Erik pun melihat sekeliling, dia menyadari sudah berada di suatu tempat yang berbeda, seperti area komplek perumahan mewah, di sebrang jalan dilihatnya sebuah rumah yang sama persis seperti yang dia bayangkan. Suasana komplek itu sepi. Dia coba berdiri sambil menahan sakit di sekujur tubuhnya, lalu ia pun membersihkan pakaian yang terlanjur kotor dan bau akibat terlempar dekat bak sampah.
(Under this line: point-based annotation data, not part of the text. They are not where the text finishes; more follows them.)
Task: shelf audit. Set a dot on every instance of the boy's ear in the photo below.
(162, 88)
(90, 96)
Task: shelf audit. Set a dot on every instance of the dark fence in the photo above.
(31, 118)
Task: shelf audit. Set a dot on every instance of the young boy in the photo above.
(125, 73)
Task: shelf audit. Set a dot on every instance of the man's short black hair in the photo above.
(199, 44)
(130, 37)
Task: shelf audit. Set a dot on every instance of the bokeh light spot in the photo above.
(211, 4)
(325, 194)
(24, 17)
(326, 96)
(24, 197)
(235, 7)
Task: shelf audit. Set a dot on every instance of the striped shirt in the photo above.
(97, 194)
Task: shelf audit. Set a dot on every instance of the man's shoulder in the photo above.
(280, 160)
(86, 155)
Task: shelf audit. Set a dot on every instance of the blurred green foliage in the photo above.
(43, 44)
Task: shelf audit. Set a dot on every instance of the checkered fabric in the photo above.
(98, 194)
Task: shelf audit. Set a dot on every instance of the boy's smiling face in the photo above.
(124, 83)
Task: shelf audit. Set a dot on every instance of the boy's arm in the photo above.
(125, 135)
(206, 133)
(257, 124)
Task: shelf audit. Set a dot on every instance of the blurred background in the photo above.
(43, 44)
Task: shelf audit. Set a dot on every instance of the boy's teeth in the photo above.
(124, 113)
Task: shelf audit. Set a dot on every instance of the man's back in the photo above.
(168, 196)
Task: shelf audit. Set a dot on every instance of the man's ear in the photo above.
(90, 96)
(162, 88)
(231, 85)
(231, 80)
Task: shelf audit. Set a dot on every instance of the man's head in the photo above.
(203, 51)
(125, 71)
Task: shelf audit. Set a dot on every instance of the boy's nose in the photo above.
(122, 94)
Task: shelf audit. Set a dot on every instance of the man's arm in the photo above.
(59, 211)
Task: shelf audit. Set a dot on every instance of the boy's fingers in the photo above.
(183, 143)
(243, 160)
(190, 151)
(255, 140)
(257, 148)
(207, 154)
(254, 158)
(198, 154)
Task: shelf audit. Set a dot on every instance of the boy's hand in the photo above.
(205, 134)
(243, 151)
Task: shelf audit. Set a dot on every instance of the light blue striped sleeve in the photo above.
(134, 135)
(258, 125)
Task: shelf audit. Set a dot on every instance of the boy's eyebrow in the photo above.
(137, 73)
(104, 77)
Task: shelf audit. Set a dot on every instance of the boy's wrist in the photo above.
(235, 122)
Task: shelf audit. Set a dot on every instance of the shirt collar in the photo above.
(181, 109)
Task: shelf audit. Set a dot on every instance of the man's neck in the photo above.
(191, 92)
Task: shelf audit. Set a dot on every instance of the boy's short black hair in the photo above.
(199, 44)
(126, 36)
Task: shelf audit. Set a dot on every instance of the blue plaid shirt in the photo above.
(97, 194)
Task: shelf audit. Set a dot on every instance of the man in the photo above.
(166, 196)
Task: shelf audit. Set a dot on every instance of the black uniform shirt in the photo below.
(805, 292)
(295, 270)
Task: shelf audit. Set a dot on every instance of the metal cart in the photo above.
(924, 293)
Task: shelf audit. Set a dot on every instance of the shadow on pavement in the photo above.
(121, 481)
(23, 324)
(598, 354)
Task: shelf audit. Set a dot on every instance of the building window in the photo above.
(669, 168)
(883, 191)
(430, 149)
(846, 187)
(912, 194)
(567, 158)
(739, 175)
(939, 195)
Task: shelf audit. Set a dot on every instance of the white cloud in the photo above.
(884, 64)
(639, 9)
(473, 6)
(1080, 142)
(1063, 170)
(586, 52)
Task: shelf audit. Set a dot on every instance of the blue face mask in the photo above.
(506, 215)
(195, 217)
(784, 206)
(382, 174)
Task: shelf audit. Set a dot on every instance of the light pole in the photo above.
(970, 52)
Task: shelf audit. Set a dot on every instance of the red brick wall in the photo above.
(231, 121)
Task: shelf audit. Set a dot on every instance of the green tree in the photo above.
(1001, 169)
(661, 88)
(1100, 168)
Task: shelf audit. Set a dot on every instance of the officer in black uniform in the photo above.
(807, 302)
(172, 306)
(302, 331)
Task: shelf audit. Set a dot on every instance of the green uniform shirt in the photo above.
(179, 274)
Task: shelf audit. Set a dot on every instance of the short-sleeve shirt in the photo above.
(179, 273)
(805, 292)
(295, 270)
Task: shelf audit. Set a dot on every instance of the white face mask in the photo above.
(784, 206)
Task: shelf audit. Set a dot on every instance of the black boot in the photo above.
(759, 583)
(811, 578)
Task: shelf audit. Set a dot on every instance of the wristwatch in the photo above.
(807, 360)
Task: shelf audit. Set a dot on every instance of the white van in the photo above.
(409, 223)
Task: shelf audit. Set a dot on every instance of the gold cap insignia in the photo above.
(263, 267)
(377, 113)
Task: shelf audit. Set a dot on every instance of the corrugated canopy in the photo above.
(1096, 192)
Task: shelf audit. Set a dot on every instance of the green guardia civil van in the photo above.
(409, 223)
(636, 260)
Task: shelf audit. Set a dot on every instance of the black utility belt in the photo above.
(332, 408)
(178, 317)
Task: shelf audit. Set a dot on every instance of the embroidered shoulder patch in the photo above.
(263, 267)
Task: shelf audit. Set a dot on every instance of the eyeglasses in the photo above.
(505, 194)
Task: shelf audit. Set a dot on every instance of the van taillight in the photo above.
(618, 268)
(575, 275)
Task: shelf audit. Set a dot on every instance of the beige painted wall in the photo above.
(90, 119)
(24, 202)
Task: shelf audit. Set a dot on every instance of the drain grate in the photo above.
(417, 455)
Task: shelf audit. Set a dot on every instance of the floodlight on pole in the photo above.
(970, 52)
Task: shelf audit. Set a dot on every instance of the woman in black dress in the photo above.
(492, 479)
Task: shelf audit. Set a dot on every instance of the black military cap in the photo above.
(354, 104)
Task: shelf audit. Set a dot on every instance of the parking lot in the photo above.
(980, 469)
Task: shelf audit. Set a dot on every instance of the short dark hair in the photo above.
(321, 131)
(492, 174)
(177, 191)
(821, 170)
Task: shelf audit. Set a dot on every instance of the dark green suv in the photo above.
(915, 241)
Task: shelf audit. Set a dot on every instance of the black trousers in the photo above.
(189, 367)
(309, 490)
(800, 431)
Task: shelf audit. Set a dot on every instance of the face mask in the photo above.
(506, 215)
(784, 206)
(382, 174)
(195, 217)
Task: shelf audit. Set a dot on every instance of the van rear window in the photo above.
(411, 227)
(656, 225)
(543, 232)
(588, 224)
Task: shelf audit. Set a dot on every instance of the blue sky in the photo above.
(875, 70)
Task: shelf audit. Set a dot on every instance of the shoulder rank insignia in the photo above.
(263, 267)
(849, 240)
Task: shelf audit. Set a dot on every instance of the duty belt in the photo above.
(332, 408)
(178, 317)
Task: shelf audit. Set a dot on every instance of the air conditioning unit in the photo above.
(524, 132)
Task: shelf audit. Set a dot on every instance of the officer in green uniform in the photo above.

“Tilililit…tilililit…!” Suara Hp di kantong celana Erik tiba-tiba berbunyi. Ia pun merogoh kantong dan melihat nomor pak Samsul menghubunginya di layar Hp.

“Ya pak, hallo..”

“Kamu jadi datang kerumah saya Erik ? di mana kamu sekarang ?”

“Maaf pak, saya sudah berada di seberang rumah bapak, tapi sepertinya kondisi saya tidak memungkinkan untuk masuk dan makan malam bersama, saya baru saja terjatuh.”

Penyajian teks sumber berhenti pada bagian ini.